Bascially, there are two type of mortgage : fixed rate and ARM (adjustable rate mortgage).
My recommendation is always 5/1 ARM, which means that the initial interest rate applies for initial 5 years, after which the interest rate is adjusted once per year. As we said earlier, you will never use the adjusted rate. During the 5th year, you simply re-finance (use no-point no-fee refinance).
The exception is your rental property. If you can lock into a good 15-year or 30-year interest rate (remember, it has to be low) before you move from your first house to your second house, you should lock into that low rate. It is much harder to re-finance rental property with a good rate.

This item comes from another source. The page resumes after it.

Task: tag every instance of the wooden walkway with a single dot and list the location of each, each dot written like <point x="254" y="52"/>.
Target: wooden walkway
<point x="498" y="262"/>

The bigger question is, on top of your monthly mortgage payment, how much additional payment you should make into your principle ? Remember the NPV and BAO we discussed in Chapter 1. Assume your mortgage interest rate is 3.5% and you can make 7% return on your stock investment. In principle you should make zero additional payment on top of monthly mortgage, because you are making extra 7% - 3.5% by simply borrowing money from bank. The exception is that you may want to consider diversify your investment profolio. I would recommend that you make one extra payment per year. This way, you can save 5~6 years' off your 30 year duration of mortgage (do the math by yourself).
Beyond your own company, the mortgage is your biggest vehicle to use other people's money to make money for yourself. Spend some time to do the homework, so you can make the decision wisely.